Film Making Film, Making History, and Crossing Boundaries in Washington Heights: A Screening of Sosua: Make a Better World

Saturday, January 9, 2016: 12:00 PM-2:00 PM
Room 213 (Hilton Atlanta, Second Floor)

Peter Miller and Renee Silverman, producer and director (Willow Pond Films, 2013)

Sosua: Make a Better World tells how Dominican and Jewish teenagers from Washington Heights in northern Manhattan created a play about Jewish refugees from Hitler who found safe haven in the Dominican Republic under the murderous dictator Trujillo. The play, directed by Liz Swados, became a way of sharing histories in a divided neighborhood."

Robert W. Snyder, Rutgers University-Newark, and Peter Miller, producer and director, will introduce the film and lead a discussion afterward.

The Audience

Session Abstract

“Making Film, Making History, and Crossing Boundaries” will explore filmmaking, historical consciousness, and ethnic relations through a screening and discussion of the film Sosua: Make a Better World, a 53-minute documentary about Dominican and Jewish teenagers from the neighborhood of Washington Heights in northern Manhattan who came together to create a play about a little-known episode in their shared history. The session will appeal to public historians, urban historians, filmmakers, and historians of ethnicity and immigration.

Washington Heights has long been a home for immigrants, migrants and their children. Like many New York City neighborhoods, it is a place of deep divisions and informal boundaries. Since the 1920s, Broadway has divided whites and blacks, Irish and Jews, Dominican-born and American-born, affluent and poor.

Although the neighborhood was known for German Jewish refugees from Hitler who arrived in the 1930s, by the 1980s it was the site of the largest Dominican community in the United States. Jews and Dominicans both contributed to local activism in the late twentieth century that saved the neighborhood from housing abandonment and high crime, but ties between the two communities were limited. 

In our session, we will screen and discuss a documentary about neighborhood bridge building, Sosua: Make a Better World. The film chronicles the creation and performance of a musical play--Sosua: Dare to Dance Together, directed by Liz Swados--about Jewish refugees from Hitler who found a refuge in the Dominican Republic of Trujillo. The dictator admitted the Jews to bring more white people into his country and to divert attention from his slaughter of Haitians in the Dominican Republic. 

The film Sosua: Make A Better World carefully records Jewish and Dominican youth learning each other’s histories, and discovering what they share (memories of dictators) and don’t share (the same streets in a divided neighborhood). At once a celebration of the arts and examination of the challenges of bridge building, the film explores ethnic relations, collective memory, urban cultural geography, and the problems and rewards of sharing history.

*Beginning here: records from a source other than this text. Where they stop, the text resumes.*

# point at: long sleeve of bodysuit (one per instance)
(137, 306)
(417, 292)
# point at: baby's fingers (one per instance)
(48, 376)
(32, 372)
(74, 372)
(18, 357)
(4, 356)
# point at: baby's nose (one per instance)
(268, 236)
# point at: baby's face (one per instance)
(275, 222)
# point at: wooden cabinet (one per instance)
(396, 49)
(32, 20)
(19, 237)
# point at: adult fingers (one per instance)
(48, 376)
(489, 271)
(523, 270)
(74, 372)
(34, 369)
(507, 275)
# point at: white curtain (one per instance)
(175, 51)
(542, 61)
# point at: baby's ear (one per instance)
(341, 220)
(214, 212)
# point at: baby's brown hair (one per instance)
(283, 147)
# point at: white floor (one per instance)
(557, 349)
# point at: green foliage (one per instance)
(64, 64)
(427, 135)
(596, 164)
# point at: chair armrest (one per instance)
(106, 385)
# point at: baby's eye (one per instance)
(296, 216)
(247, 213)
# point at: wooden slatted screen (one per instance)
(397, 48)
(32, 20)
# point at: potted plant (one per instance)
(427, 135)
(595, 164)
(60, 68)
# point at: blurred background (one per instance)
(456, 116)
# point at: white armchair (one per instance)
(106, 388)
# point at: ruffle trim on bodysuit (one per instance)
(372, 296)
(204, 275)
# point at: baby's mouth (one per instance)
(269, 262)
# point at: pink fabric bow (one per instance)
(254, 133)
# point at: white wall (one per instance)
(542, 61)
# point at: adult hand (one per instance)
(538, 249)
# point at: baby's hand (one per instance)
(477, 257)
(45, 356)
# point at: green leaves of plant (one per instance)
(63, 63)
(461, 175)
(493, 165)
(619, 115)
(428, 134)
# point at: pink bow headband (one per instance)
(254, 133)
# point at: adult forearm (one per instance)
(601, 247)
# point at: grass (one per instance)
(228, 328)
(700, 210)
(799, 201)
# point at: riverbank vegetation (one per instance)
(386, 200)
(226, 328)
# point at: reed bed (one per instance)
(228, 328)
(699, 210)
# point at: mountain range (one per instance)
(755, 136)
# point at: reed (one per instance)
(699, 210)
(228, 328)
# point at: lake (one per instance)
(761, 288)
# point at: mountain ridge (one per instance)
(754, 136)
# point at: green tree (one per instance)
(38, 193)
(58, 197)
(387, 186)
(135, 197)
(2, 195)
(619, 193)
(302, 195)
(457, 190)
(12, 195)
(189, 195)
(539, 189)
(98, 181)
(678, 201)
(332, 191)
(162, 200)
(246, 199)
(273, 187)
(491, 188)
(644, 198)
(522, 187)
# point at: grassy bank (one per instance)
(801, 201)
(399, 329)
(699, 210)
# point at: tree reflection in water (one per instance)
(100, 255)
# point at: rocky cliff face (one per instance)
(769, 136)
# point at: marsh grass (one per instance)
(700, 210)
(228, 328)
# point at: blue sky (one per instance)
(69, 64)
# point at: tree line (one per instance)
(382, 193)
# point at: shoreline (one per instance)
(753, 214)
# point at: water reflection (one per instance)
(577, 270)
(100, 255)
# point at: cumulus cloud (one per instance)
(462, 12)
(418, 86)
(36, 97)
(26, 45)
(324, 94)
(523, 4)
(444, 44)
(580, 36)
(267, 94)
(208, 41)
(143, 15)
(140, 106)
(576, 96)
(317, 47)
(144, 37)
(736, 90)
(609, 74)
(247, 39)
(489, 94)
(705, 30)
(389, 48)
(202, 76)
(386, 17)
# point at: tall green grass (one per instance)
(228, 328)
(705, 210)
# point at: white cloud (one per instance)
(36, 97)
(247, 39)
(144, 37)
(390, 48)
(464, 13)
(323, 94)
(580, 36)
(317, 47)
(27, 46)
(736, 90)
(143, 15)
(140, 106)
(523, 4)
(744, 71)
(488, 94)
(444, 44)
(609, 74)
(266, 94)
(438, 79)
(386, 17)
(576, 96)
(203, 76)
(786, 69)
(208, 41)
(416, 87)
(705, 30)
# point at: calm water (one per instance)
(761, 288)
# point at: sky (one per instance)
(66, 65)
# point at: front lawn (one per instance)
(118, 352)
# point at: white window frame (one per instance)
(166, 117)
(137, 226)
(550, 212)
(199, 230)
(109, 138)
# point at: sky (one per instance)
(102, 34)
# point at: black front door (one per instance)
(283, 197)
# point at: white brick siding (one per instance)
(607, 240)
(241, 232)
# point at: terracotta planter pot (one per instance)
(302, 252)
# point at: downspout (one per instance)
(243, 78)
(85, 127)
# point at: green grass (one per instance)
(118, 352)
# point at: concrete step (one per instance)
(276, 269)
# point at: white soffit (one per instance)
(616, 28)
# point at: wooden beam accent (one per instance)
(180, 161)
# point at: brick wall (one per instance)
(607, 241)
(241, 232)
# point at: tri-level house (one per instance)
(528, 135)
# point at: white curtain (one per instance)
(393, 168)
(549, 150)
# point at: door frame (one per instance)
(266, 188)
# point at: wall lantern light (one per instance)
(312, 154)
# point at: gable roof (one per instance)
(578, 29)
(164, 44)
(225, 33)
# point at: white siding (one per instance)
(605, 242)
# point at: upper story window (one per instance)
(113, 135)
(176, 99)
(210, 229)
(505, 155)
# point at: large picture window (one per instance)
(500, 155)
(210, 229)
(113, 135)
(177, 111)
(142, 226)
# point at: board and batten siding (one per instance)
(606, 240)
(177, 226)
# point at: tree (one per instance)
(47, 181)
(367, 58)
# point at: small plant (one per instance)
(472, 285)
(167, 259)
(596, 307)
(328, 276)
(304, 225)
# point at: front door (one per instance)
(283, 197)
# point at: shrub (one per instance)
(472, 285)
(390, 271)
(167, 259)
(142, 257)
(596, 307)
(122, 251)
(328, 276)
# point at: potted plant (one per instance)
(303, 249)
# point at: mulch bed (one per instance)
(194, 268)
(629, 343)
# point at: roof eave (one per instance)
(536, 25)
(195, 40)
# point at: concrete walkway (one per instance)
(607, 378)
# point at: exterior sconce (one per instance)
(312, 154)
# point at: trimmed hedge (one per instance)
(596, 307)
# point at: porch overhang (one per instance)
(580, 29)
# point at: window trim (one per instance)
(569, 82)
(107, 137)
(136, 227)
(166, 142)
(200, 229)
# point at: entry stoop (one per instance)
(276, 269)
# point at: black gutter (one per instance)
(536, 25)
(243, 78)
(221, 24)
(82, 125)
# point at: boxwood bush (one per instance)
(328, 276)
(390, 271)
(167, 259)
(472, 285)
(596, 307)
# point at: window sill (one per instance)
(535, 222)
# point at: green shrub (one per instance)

Our two-hour experimental session will begin with opening remarks from our moderator, historian Robert W. Snyder, author of Crossing Broadway: Washington Heights and the Promise of New York (Cornell, 2015). He will speak briefly about the general history of Washington Heights and the flowering there, since the drop in crime, of a local history and arts scene that produced the play and film about Sosua.

Peter Miller, producer and director of the film with Renee Silverman, will speak for five minutes about Sosua: Make A Better World, how it came to be, and how it fits into his own body of work. (His film on the Sacco and Vanzetti case won the John E. O’Connor Award for best historical film from the AHA.) 

We will then screen the film, which runs just under one hour, and then open up to questions and comments from the audience. Snyder and Miller will conclude with final thoughts.